Node.js 101

Node.js 101 - An introduction to Node.js

What is Node.js?

Node.js is a server-side JavaScript platform designed to address a very specific set of use cases. Traditionally, JavaScript functionality has been limited to the front end, forcing it to exist within the browser that is displaying the page. Node.js allows the developer to run JavaScript in the back end, away from the browser.

Node.js interprets and executes JavaScript in the back end using Google’s V8 VM, which is the same runtime environment used by Google Chrome to execute JavaScript in the front end. Google’s engine is considered to be one of the fastest dynamic language runtimes around.
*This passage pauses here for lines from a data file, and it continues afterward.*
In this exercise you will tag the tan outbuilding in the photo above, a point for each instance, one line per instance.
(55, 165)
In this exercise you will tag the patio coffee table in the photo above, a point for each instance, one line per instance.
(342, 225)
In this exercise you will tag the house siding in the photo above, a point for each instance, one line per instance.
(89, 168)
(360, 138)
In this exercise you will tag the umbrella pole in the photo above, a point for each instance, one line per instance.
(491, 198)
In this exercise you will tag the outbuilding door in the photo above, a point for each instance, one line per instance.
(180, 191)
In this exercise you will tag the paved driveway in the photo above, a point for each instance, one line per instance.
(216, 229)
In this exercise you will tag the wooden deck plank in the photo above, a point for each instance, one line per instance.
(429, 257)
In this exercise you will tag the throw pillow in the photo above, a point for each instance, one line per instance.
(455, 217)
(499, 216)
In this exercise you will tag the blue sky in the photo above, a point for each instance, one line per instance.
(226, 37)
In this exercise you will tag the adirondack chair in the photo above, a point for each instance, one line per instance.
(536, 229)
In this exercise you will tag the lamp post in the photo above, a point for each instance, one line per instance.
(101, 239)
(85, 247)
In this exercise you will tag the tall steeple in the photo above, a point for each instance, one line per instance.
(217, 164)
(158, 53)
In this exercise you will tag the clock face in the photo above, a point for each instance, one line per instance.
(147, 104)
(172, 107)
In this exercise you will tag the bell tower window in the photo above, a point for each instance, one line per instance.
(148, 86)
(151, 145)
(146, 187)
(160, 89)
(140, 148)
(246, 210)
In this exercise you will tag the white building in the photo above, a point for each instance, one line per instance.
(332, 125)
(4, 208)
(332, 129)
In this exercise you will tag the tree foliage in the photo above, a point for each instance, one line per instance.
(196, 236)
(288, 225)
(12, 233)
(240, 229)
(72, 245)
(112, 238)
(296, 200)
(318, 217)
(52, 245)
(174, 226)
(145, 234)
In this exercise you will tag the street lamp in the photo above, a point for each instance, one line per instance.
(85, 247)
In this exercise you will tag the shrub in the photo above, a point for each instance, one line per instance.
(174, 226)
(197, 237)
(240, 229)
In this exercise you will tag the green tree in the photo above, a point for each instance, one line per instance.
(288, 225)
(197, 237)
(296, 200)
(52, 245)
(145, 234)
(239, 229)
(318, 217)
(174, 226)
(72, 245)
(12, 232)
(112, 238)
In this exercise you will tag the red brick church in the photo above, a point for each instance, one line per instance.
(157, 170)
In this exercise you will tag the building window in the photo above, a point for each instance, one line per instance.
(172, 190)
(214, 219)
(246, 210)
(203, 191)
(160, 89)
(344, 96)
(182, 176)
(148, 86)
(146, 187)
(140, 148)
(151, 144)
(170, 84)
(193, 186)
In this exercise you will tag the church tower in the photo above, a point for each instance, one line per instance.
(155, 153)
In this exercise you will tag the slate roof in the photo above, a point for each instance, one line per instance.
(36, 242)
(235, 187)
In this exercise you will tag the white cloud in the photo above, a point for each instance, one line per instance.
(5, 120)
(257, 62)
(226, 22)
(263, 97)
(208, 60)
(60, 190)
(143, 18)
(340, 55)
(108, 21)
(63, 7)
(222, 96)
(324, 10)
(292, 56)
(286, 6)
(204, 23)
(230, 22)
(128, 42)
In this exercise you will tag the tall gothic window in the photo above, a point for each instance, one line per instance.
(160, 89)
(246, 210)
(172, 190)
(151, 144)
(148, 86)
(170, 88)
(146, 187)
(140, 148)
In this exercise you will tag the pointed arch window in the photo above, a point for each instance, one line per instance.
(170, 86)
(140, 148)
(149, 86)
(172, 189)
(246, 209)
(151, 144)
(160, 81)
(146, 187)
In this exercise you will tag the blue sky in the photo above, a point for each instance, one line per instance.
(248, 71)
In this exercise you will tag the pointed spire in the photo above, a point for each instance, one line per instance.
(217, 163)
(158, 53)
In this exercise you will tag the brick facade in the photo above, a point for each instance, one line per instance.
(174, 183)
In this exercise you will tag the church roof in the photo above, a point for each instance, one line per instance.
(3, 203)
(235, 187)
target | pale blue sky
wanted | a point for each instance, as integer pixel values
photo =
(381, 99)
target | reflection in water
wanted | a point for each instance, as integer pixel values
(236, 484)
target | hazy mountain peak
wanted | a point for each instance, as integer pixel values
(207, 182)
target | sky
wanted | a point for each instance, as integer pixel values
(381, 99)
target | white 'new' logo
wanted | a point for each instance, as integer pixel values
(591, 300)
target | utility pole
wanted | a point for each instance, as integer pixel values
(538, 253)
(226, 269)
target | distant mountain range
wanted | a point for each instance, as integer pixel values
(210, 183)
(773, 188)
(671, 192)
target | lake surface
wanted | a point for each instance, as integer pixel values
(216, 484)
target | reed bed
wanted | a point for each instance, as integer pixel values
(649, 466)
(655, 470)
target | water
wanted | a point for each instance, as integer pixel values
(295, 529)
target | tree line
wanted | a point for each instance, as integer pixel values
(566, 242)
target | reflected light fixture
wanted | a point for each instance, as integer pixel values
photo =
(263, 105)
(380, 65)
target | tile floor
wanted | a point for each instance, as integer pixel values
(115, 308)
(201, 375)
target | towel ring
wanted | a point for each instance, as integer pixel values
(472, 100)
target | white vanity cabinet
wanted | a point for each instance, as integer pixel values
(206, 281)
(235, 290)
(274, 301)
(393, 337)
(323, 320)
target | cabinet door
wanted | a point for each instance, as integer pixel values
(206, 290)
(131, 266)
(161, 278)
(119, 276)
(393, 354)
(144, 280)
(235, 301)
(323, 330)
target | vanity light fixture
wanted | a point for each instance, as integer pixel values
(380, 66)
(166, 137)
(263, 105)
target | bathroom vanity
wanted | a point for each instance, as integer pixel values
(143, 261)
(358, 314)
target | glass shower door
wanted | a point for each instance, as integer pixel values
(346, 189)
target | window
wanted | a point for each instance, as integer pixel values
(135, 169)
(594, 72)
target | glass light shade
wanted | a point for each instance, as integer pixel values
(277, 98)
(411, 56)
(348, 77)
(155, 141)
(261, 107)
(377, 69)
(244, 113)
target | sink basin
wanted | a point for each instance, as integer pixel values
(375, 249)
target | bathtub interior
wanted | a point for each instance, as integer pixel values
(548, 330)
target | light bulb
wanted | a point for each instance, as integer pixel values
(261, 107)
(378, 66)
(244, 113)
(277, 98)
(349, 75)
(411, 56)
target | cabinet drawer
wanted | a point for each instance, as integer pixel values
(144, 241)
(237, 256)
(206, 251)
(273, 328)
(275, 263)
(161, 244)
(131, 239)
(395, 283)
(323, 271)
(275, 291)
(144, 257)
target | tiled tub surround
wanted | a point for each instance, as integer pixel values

Running JavaScript on the server makes for several advantages over front end execution. Namely, the server can initiate the communication as opposed to the browser. Additionally, the way in which threading and callback loops are executed on a server-side JavaScript platform can provide quicker networking and processing.

Benefits of the platform

In order to adequately evaluate the benefits of the Node.js platform, we must evaluate the platform itself. Node.js is a specialized tool for managing I/O across file systems and networks in much the same way that SASS is a specialized tool for making color a variable in your CSS.

As a network communication tool, Node allows you to implement an application alongside an HTTP server within the platform itself. This is a novel feature among JavaScript platforms, which have traditionally been unable to do so.

“Node.js is a platform built on Chrome’s JavaScript runtime for easily building fast, scalable network applications. Node.js uses an event-driven, non-blocking I/O model that makes it lightweight and efficient, perfect for data-intensive real-time applications that run across distributed devices.” — Node.js Homepage

node.js event loop diagram

Non-blocking I/O: While it doesn’t make I/O operations any faster, this feature does ensure that I/O operations won’t interfere with each other. This means that the server can handle multiple requests at once without bogging down the Node server.

Distributable: Any additional I/O tasks beyond the scope of the application itself, such as network and database calls or filesystem access, are pushed to a worker thread pool. This means that the JavaScript event loop operates on a single thread, while everything else runs in parallel.

Event-driven: This means that you don’t have to rely on the client to make regular interval requests, limiting useless communication between the server and client. More specifically,

End-to-end: Node.js is an end-to-end JavaScript platform in the sense that it can exist on both the client and the server. As such, the view logic of an application can be made available in both locations, meaning it can be rendered by the server on first request, and by the client on every subsequent request.

Low latency: The response latency of a modern web application has become one of the most important factors in determining a user’s experience. Node.js is able to quickly respond to connections in an efficient manner, making it very useful in designing real-time, mobile web apps.

Scalable: The manner in which Node.js handles concurrent connections makes it highly scalable. The server can handle as many or as few connections as is required of it without weighing down the Node server.

The platform also features numerous useful modules, saving you the trouble of having to write everything yourself. This, in turn, means that Node.js is really more than one thing: it’s a runtime environment, but it’s also a library.

Drawbacks of the platform

While Node’s unique design is powerful and elegant, there are also a few drawbacks.

“Clearly, Node isn’t the solution to every problem. It’s obvious that business logic processing with lots of database CRUD, image processing, or any long-running blocking operations are best avoided.” — Node 101 Github FAQ

Beyond the various functionalities that are beyond Node.js’s scope of specialization, there are a few drawbacks that can typically be addressed by the developer. Among the most notable of these drawbacks are control flow, error handling, backend instability, and debugging chaos related issues.

Control Flow: The callback pattern is a powerful approach to asynchrony, however it can cause many issues for the developer – “callback hell” is among the unfortunate side-effects. Node.js supports other control flow patterns that can address this concern, for the most part. The other control flow patterns include events, streams, async modules, promises, and coroutines, to name a few.

Error handling: Each node process is responsible for a huge number of connections, so any unhandled errors could interrupt a large number of connections at once, as opposed to interrupting only the connection experiencing the error. This can be largely mitigated by handling all errors.

Back End instability: Due to Node’s asynchronous handling of incoming requests, high-traffic situations can contribute to backend instability. As more and more incoming requests become delegated to the worker thread pool, the backend can become saturated with too many requests.

Debugging chaos: Due to the relative immaturity of the platform, Node.js almost completely lacks any native debugging tools. Fortunately, tools like node-inspector, DTrace, and V8’s debugger exist to make debugging less of a nightmare.